I wish I could test using the card on a 5ghz network. Perhaps this problem only occurs on 2.4ghz bands?

@theveterans

It stops scanning when you are connected to a network. When you disconnect from the network, the card will resume scanning for networks in the background hence the term disable ScanWhenAssociated. This tweak does not render network scanning useless.

tvete
Valued Contributor II
4,109 Views

The registry tweak stops background scanning after WiFi connection is associated. You can understand it clearly using the registry entry name "scan when associated" That's why it's bad for roaming since it'll not background scan for a stronger signals in multi-access point setup such as those found in universities, hospitals, etc. You can always manual (not background) scan for a better AP but this registry tweak will render your 7260 like a "sticky client"

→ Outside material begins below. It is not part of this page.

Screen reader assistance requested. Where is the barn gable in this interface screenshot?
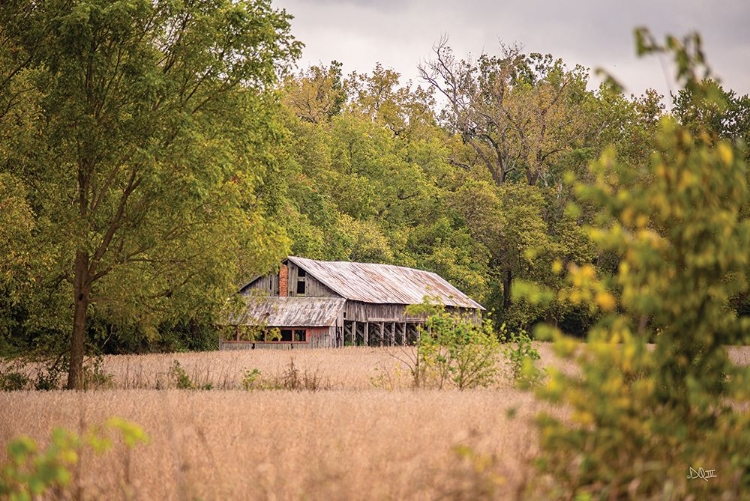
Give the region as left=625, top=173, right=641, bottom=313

Read this stuff to know what I mean: http://www.wifikiwi.com/cwap/a-sticky-problem-wi-fi-clients-that-wont-roam/ A sticky problem – Wi-Fi clients that won't roam | WiFi Kiwi's Blog

In my case, my Intel 7260 on my laptop works without the need to completely disable background scanning. When packet streaming are detected such as gaming, DLNA, Netflix, my Intel 7260 disables background scan completely, eliminating periodic ping spikes that you experience without the registry tweak. Then after packet streaming is done, my 7260 will background scan for to roam for better signals. Refreshing a page will sure cause ping spikes regardless of disabling or enabling background scan. That is an example of drivers working perfectly on my system.

CD5
Beginner
444 Views

Made an account just to thank you for this fix. I scrapped the bottom pits of internet to find a fix, thanks for passing this on !

This is on Windows 8.1.

Cheers Vigz for sharing the solution !

PS: Is this something which happens on Windows 8 onwards or people having the lag spike issue on Windows 7 ? Because if they don't I might want to revert back to Windows 7.

idata
Community Manager
489 Views

Can confirm this works on a Dell XPS 13 9333 with the terrible AC 7260 adapter running Windows 10.0.15063 and 7260 driver version 18.33.5.1 (this driver is needed to prevent frequent disconnects from 5GHz networks). Windows 10 users need to add the key "ScanWhenAssociated" to the registry and reboot.

I had problems with Steam In-Home streaming, games would stutter when being streamed to this laptop. Connecting an ethernet cable fixed this so it was definitely a WiFi problem. Those problems have been fixed now.